Let me ask another question: Should we rail against Oprah and Tolle from our pulpits? Again, some of you may think that we should, and I respect your opinion. Here is mine: Oprah and Tolle should not be the main targets of the Church correcting false teaching publicly. Why not? Because they are not claiming to be part of the Church. They are not claiming Christ. I am not saying that I am not alarmed at their teaching, or that I don't totally disagree with it. I am alarmed, and I do disagree. But then I think, "What do I expect? They aren't Christians. Why am I surprised?" Oprah and Tolle are not wolves in sheep's clothing. By that I am not saying that they are not wolves. I am simply saying that they aren't wearing sheep's clothing. It should not be hard for us to see them as wolves.
Why would we be surprised when unbelievers put forth a worldview that is contrary to the Christian worldview? This should be expected.
So, who should be the main target when the Church seeks to correct false teaching and false teachers? Well, it certainly seems to me that the target should be those who claim the name of Christ. These are the true false teachers. Tolle is saying that the church (and the apostle for that matter) have totally misunderstood Jesus' teaching. This puts him in the category of an overt non-Christian. Other people are teaching falsely, but claim to be orthodox. This is where the real problem is.
Now, some of you are going to say, "But Christians are being led astray by Oprah and Tolle." I am not unaware of this. This is a problem. But my question is, Whose fault is it if Christians are led astray by overtly non-Christian false teachers? I say that it is the fault of the Christian, and the fault of the Church. Oprah and Tolle will answer to God, and they have some culpability. But frankly, we should know better. If Christians are looking to Oprah for guidance, then the real problem is not Oprah. The real problem is us. Our message should not be: Oprah has gone off the deep end with this one. Our message should be, Why would you be listening to Oprah? She is not presenting a Christian worldview. If you are going to watch her show, watch with the recognition that she is not presenting reality at the Bible describes it to us.

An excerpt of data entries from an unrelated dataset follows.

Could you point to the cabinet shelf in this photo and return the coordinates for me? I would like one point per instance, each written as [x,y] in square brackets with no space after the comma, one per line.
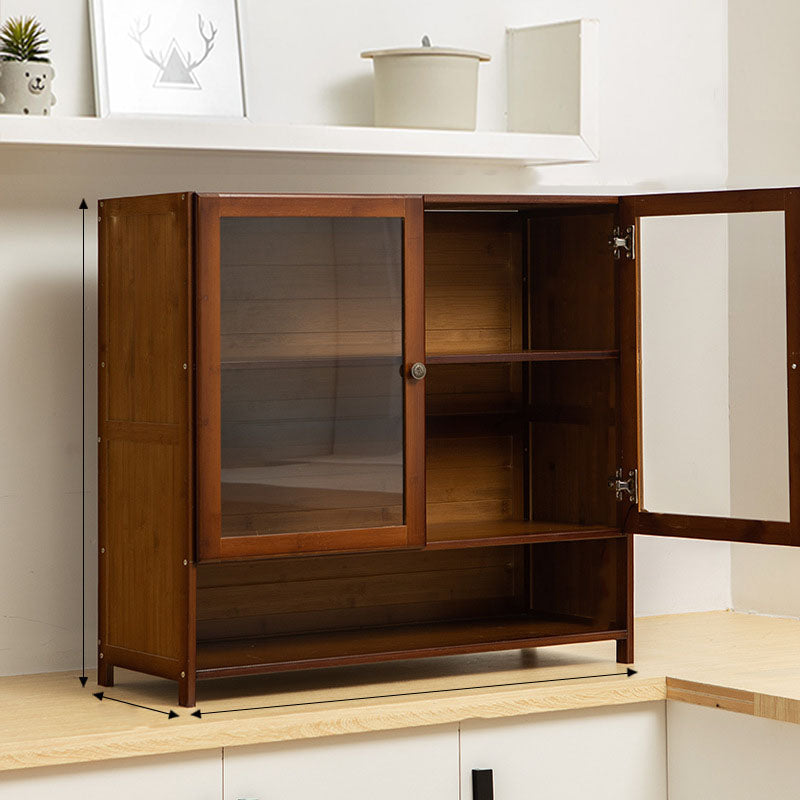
[522,355]
[315,361]
[335,648]
[446,535]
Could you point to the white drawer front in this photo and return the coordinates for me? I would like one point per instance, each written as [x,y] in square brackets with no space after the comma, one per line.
[420,763]
[721,754]
[604,754]
[190,776]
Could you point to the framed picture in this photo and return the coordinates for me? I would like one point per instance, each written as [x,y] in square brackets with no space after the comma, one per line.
[167,57]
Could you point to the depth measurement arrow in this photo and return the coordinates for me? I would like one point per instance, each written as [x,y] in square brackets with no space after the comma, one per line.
[83,208]
[628,672]
[169,714]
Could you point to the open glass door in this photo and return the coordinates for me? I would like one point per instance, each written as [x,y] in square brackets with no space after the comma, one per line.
[710,352]
[310,433]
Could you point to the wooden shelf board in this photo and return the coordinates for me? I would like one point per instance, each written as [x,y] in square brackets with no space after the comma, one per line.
[315,361]
[522,355]
[335,648]
[447,535]
[245,137]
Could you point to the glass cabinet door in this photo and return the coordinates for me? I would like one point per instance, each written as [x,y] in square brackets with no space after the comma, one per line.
[716,364]
[313,444]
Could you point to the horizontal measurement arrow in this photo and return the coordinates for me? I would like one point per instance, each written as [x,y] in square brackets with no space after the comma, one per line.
[169,714]
[200,714]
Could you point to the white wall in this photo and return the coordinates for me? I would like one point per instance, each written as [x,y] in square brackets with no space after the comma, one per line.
[664,103]
[764,142]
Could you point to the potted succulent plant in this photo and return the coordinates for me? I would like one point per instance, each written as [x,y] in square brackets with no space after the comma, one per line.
[26,76]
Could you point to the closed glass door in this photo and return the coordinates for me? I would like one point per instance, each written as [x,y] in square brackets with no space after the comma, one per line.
[314,378]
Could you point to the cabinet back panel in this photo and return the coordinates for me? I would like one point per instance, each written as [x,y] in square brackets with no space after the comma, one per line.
[581,579]
[473,282]
[572,282]
[340,592]
[471,474]
[573,442]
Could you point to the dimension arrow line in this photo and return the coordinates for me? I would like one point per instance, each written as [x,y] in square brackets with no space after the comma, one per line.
[169,714]
[83,208]
[199,713]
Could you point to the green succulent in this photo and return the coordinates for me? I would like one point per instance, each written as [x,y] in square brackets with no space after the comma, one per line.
[23,39]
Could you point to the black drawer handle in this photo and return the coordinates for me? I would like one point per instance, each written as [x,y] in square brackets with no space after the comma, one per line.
[482,784]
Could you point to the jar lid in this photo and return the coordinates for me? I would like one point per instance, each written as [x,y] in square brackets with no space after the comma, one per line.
[426,51]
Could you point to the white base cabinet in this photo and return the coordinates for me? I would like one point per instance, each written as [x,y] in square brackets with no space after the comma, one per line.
[722,755]
[416,764]
[623,753]
[603,754]
[188,776]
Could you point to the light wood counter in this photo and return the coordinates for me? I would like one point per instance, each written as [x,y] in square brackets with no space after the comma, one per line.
[740,662]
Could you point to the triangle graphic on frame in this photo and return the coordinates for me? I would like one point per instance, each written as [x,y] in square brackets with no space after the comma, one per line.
[176,73]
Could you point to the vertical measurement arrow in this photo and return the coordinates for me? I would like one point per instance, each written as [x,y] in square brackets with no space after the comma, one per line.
[83,208]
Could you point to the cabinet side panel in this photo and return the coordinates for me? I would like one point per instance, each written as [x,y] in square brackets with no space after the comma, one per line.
[145,460]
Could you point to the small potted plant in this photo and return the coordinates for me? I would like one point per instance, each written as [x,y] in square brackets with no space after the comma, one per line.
[26,76]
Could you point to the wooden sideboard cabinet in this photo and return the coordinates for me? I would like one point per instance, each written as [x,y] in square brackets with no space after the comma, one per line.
[343,429]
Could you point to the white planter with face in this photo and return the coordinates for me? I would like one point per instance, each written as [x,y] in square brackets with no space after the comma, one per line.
[26,88]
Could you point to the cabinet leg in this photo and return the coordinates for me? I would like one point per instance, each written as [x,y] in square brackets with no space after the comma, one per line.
[105,674]
[625,650]
[187,690]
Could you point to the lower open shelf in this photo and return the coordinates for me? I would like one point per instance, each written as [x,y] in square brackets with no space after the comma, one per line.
[333,648]
[483,533]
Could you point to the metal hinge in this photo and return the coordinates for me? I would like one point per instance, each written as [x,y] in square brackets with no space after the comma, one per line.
[626,242]
[630,486]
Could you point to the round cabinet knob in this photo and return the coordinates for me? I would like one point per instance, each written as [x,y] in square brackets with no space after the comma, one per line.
[418,371]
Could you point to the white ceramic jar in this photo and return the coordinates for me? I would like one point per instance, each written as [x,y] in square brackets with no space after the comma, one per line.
[426,87]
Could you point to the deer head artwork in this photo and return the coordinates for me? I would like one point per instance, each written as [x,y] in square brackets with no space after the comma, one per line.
[176,70]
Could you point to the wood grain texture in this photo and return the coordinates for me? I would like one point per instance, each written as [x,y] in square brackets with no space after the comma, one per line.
[48,722]
[146,594]
[512,202]
[355,592]
[524,355]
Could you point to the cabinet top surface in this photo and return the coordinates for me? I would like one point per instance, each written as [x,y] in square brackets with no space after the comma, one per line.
[741,662]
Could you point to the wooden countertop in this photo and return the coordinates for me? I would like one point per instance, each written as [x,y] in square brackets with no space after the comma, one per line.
[740,662]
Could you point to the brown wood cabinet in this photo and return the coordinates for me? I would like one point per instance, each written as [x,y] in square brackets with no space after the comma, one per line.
[342,429]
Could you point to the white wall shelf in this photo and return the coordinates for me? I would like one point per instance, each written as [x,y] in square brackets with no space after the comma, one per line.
[242,136]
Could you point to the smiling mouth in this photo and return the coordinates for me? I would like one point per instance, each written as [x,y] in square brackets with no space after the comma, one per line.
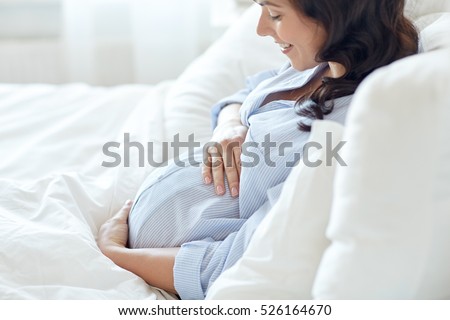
[285,47]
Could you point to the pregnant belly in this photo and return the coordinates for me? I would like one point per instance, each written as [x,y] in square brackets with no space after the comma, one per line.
[174,206]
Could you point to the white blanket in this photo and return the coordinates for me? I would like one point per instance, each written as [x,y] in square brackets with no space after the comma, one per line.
[55,193]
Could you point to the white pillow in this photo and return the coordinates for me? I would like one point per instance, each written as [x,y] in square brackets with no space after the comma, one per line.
[418,8]
[219,72]
[285,251]
[391,213]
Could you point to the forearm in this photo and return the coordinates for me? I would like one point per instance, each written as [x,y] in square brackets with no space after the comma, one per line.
[230,114]
[154,265]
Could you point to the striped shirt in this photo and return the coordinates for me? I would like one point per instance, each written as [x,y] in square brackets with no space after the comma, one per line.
[174,208]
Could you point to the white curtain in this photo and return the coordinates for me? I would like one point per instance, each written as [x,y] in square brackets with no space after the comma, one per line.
[133,41]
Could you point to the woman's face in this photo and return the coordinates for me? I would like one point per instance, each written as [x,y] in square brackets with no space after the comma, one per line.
[298,36]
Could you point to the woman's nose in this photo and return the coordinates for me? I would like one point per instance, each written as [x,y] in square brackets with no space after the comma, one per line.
[264,27]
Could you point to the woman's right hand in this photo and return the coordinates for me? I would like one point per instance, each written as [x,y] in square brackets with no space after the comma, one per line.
[223,156]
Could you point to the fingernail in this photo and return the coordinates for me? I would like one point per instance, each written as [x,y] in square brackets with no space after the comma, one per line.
[220,190]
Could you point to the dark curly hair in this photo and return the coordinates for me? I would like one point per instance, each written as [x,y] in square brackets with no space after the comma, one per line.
[363,35]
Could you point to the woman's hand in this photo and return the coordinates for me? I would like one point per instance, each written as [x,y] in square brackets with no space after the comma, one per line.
[114,232]
[225,157]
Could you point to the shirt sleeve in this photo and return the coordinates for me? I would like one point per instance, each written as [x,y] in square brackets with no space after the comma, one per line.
[239,97]
[199,263]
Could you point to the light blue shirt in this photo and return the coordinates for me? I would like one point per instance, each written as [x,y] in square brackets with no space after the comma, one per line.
[175,208]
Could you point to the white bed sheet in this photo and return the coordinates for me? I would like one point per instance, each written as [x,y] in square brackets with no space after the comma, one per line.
[54,192]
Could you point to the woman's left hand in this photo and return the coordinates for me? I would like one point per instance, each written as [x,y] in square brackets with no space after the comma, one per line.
[114,232]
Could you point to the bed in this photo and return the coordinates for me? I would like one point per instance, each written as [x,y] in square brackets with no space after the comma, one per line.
[55,190]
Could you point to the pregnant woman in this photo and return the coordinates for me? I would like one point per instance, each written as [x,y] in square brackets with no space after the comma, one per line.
[189,224]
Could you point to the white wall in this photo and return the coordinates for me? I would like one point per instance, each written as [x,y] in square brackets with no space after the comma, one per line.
[106,42]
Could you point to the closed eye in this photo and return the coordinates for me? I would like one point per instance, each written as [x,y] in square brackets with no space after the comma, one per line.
[275,18]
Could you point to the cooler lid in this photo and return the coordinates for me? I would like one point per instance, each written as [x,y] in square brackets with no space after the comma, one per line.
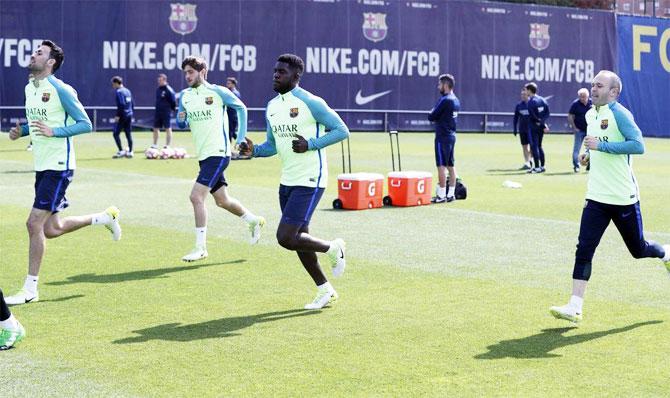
[360,176]
[409,174]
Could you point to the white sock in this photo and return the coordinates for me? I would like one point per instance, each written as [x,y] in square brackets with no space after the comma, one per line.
[201,237]
[452,191]
[576,302]
[101,218]
[31,284]
[9,323]
[249,217]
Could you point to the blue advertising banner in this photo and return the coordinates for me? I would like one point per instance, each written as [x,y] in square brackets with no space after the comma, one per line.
[363,55]
[644,68]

So, should we warn Christians against this book and others like it? Sure. Especially if certain people seem to be straying toward these books. I just think we have a bigger problem than exposing individual books and people who present false teaching from outside the Church. Our bigger problem is to learn and teach how to discern and how to look in the right places for guidance.

Anyway, those are my thoughts. Feel free to let me know about yours.

Monday, June 23, 2008

Easy Rider

So, here are some fun videos of Matt riding his bike.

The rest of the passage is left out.